The Guardian suggested that it is the biggest annual drop in CO2 emissions, greater than those recorded in all the economic recessions over the past 50 years.
The International Energy Agency suggested that Europe’s emissions have fallen by more than 50 per cent since the outbreak, however, the fall is
expected to start being reversed if no measures are implemented. The local levels of air pollution have significantly decreased in the last two months, with experts highlighting less GHG emissions due to a reduction in transportation use and business operations, as we reverted to remote homeworking. On average, the Air Quality Index is now rated at 60.
“Building sustainable homes should be the foundation towards a stronger sustainable economy”, said Reuben Xuereb, Chairman and CEO, QP.
In order to retain these statistical figures, it is detrimental to set out a plan to deploy and support the implementation of soft measures such as road space rationing, teleworking, and shared mobility and move to more stringent measures implemented at a national level.
One cannot help but acknowledge that COVID-19 will have a significant negative impact on our economy. Having said this, the construction industry can be of great importance when it comes to rebuilding our national economy, as it may create vast job opportunities and includes extensive value chains for both small and large businesses.
This will be of long-term benefit only if we follow the correct regulations and adopt new measures of how we can use our homes to improve the way we live.

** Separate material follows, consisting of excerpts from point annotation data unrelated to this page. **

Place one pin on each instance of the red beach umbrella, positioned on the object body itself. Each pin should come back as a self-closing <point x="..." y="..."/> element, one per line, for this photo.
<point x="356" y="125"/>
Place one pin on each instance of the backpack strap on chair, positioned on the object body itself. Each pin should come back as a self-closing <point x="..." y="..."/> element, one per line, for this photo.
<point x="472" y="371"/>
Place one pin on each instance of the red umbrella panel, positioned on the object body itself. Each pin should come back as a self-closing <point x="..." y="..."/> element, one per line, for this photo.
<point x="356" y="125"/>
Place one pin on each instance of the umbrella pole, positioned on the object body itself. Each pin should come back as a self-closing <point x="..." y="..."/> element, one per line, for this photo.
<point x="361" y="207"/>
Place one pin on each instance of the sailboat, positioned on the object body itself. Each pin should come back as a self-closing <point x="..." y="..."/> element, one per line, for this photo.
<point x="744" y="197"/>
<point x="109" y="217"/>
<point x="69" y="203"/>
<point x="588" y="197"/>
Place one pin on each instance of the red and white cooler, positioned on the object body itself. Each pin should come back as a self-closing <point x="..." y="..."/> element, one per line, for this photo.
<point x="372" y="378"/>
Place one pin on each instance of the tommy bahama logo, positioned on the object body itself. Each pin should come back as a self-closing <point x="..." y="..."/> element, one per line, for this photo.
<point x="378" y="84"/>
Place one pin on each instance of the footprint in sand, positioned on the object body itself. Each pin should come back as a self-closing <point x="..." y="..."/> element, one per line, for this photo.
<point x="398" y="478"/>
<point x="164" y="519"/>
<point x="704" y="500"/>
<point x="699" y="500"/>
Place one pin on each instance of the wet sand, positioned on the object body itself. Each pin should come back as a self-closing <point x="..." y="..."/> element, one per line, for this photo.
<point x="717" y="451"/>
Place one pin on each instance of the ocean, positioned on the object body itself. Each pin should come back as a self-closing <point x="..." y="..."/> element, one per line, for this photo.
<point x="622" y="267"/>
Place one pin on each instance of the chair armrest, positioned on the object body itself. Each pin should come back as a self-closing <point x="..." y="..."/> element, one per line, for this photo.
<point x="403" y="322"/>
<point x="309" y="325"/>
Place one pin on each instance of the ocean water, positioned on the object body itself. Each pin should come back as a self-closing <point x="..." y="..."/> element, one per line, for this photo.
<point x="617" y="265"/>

The housing market, in particular, plays a crucial role in boosting the economy. The concept of homeworking, e-commerce and homeschooling altogether emphasise the importance of designing sustainable homes to assess three very important factors; the environmental, social and economic sustainability.
Environmental sustainability seeks to minimise resource utility
and increases durability by opting for alternative modes of design such as passive solutions, carbon neutrality and cradle-tocradle, which as a result can reduce the overall GHG emissions and reduce waste.
On the other hand, challenging social sustainability gives rise to the importance of designing for healthy homes while introducing flexibility and comfort to ensure the well-being of the occupant is safeguarded.
The concept of biophilic and holistic design is essential and should be considered at the very initial stages of design.
Building sustainable homes should be the foundation towards a stronger sustainable economy. The local financial system should be at the forefront
of this transition by continuing to introduce measures to promote sustainable development through favourable loan terms.
It is crucial to shift from our usual way of operation and start adopting measures which allow a shift to sustainable and green construction while enhancing a more circular economy.
The importance of developing or optimising buildings according to standards and certification to ensure Leadership in Energy and Environmental Design (LEED) has become ever so important.
Indeed, the building sector has an opportunity to use this crisis to respond to a different global crisis, that is climate change. This industry presently accounts for around 40 per cent of total primary energy consumption. The European Union has set ambitious targets to reduce the GHG emissions by at least 80 per cent by 2050 compared to 1990 levels, thus calling for accelerated actions.
One important factor addressing this change is challenging the way we are utilising our natural resources. Presently, only 12 per cent of secondary materials are being reutilised.
Moving towards a more circular economy should be the new vision if we truly want to look after our well-being without compromising our environment. Up to 80 per cent of products’ environmental impacts are determined at the design phase.
Considering new optimised design and build methodologies at the early design phases of development is crucial for long lasting homes and buildings.
Society’s behaviour will ultimately drive the change we desperately need to safeguard our lives and lives of generations to come. Will there be a new normal?